Le visage fermé de la Julie qui sortit du sas d'accès ce matin-là n'augurait rien de bon.
- Claudine ? Ton bloc, deux cafés, et dans mon bureau ! Isole ma ligne, je ne veux aucun appel ni voir personne avant une demi-heure.
Sans s’arrêter, sans ralentir le pas. Sans même un regard.
- Bonjour... comment vas-tu... je vais très bien, merci... il fait beau... et gna gna gna… persifla Claudine avec une grimace avant de s’exclamer : Bleu ! Je crois qu’elle a mis du bleu. Ça va barder ! Ah ! Tiens ! Bonjour, Monsieur Gauthier !
- Bonjour, Claudine ! Belle journée, hein ! Julie est arrivée ?
- Gagné ! Elle est là, mais, désolée ! j’ai ordre de ne pas la déranger.
- Même pour moi ?
Ils se turent au grésillement de l’interphone, et se dévisagèrent gravement sous la voix dénonçant une Julie bien plus qu’agacée. « Claudine, c’est pour aujourd’hui ou pour demain ? Il y a d’autres services si celui-ci ne vous intéresse plus ! »
- Aïe ! S’écria la jeune fille. Elle a vraiment dit « vous » ? J’ai tout intérêt à me presser ! Navrée, je vous laisse. Zut ! Les cafés !
- Je m’en occupe.
- Pas question ! Je vais lui en porter un à ma façon ! Priez pour que j’arrive à la dérider, sinon, nous allons tous souffrir. Du bleu ! Rien que ça ! Si elle appelle, dites-lui que j’arrive. Non, il vaut mieux laisser sonner.
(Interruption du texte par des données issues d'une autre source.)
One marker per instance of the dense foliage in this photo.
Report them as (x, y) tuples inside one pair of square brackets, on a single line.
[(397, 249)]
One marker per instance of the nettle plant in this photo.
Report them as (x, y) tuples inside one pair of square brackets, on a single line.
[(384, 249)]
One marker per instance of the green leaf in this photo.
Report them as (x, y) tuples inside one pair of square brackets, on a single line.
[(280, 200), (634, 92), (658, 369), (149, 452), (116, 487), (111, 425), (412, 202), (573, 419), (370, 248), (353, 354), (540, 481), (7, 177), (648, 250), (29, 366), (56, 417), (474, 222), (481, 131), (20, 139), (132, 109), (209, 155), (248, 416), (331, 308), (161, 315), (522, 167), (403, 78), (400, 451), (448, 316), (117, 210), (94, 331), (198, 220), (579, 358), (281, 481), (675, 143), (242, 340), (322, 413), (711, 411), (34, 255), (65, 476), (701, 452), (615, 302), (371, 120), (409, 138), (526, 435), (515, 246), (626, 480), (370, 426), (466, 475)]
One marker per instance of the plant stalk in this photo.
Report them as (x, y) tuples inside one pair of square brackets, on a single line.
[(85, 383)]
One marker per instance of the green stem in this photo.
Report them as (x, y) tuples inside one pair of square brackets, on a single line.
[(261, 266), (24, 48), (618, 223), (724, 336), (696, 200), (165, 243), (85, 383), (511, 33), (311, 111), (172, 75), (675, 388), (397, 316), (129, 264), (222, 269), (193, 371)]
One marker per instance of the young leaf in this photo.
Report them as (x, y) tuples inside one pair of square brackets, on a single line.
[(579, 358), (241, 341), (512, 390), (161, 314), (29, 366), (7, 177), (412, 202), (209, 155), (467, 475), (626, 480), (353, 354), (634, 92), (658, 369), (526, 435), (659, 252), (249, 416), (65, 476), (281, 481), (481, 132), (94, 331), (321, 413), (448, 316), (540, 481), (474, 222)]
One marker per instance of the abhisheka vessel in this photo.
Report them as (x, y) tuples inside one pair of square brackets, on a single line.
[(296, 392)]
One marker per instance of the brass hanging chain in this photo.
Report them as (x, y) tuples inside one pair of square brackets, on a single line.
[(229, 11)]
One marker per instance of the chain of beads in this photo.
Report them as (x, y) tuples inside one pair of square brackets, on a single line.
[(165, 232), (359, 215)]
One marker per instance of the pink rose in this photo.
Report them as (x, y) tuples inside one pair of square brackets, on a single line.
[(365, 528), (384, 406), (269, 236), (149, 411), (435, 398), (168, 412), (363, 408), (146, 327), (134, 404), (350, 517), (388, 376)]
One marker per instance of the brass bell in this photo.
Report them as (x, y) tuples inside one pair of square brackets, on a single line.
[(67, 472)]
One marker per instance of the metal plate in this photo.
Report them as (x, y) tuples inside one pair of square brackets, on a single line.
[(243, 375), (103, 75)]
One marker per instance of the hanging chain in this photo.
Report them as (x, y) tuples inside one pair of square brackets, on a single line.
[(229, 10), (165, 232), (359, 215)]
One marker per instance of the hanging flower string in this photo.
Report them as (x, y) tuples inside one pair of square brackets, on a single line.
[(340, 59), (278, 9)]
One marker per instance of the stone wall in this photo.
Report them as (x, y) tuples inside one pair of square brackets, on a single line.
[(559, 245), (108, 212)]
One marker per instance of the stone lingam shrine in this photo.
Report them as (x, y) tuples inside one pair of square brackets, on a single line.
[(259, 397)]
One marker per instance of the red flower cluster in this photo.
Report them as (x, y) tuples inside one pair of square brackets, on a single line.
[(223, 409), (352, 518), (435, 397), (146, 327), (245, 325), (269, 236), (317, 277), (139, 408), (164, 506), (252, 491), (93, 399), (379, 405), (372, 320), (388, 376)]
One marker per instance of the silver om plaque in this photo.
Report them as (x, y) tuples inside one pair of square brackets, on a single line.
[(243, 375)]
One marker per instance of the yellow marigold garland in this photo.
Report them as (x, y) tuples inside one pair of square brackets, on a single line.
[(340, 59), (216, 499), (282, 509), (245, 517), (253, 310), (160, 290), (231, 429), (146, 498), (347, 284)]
Et elle s’éclipsa avant que Julien ait pu lui demander à qui il devait s’adresser !
Il patienta autant qu’il en fut capable avant de se décider finalement à faire le tour des bureaux, espérant trouver, au hasard de son errance, les informations qu’il avait prévu obtenir de Julie.
Et constata très vite qu’aucun ne lui accordait la moindre attention : Il les découvrait bousculés, pris dans un vent de panique.
À l’exception d’une adorable jeune personne, déjà rencontrée la veille, qui lui rappelait quelqu’un, une ressemblance impossible à définir avec exactitude, et qui, surtout, ne semblait partager en rien l’inquiétude affichée par chacun, même par David !
De ce dernier, par contre, il reçut un clin d’œil complice et, peut-être, un début d’explication.
- Salut Julien ! Que lui avez-vous fait pour nous la mettre dans un état pareil ?
- Moi ? Vous croyez que c’est à cause d’hier soir ?
- En tout cas, le bruit court que son humeur navigue dans le bleu !
- Le bleu ? Vous aussi ? Il était prévu que je passe la prendre, chez elle, ce matin, mais j’y arrivai qu’elle démarrait sa voiture ! Pas eu le temps de dire « ouf » ! Elle m’a semé en trois tours de roue ! Comment dois-je interpréter cette histoire de couleur ?
- Attendez de la rencontrer ! Vous souvenez-vous de l’image qu’elle offrait, hier, au restaurant, de ses yeux, surtout ?
- Il serait difficile de les oublier.
- Appliquez-vous à bien les observer chaque matin. Après beaucoup de pratique, vous pourrez, comme nous, deviner son humeur du jour ! Ça y est, mon poste sonne, c’est mon tour, priez pour moi ! Justine, accompagnez-moi, nous devons faire front ensemble.
- Lâche, vous faites appel à moi parce que je suis sa nièce ! Pas question, je reste avec ce monsieur.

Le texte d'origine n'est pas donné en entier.